O filme é baseado no livro Push (1996), de Sapphire e traz temas como racismo, abuso sexual, incesto, pobreza, violência doméstica e AIDS para as telas. O resultado positivo é mérito do diretor Lee Daniels, que conseguiu trabalhar bem todos esses aspectos sem torná-los clichê e nem exagerar na dose.
Claireece Preciosa Jones é uma adolescente de 16 anos, negra, obesa, analfabeta, pobre, mal-tratada pela mãe e vítima de estrupos pelo seu pai. Grávida de seu segundo filho, a diretora de sua escola a força a mudar para uma escola “alternativa”, onde acaba conhecendo a professora Blu Rain, interpretada por Paula Patton, que a ajudará a aprender a ler e exteriorizar as suas emoções.
Com tantos problemas, Preciosa encontra refúgio em seus devaneios: ela se imagina uma estrela, passeando por festas, fazendo sessões fotográficas e com um namorado lindo. E é para esse mundo que ela foge quando que sair da sua realidade.
O filme Preciosa, contou com um ótimo elenco. Vale ressaltar, a participação de Mariah Carey sem nenhum glamour, na pela da assistente social e o enfermeiro, interpretado por Lenny Kravitz, que quase passam despercebidos no decorrer do filme, tamanho envolvimento na trama.

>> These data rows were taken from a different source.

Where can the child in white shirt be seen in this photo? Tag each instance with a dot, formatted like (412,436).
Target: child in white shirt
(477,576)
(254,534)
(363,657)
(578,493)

Mesmo lidando com temas tão pesados, o filme se trata de algo maior: a esperança. Preciosa, com o apoio da professora Rain, de suas novas amigas da escola “alternativa”, começa a ganhar auto-estima e coragem para encarar seus problemas de frente.
O filme recebeu atenção especial da apresentadora de TV, Oprah Winfrey, que ajudou na divulgação e acabou entrando na ficha técnica como produtora executiva.
Preciosa já acumula tem 44 prêmios e 58 indicações pelo mundo. A atuação de Mo’Nique, que interpreta a mãe de preciosa, recebeu grandes elogios e ganhou como Melhor Atriz Coadjuvante nas seguintes premiações: 82º Academy Awards, Oscar, 67º Globos de Ouro e 16º Screen Actors Guild Awards.
O filme também foi premiado como Melhor Roteiro Adaptado pelo Oscar e pela 82º Academy Awards.
No Spirits Award, premiação voltada para cinema independente, ainda ganhou como melhor filme, diretor e roteiro original, melhor atriz (Gabourey Sibide) e melhor atriz coadjuvante (Mo’Nique).
Preciosa, além de ótimo elenco, tem um enredo envolvente que é capaz de emocionar o telespectador. Eu recomendo.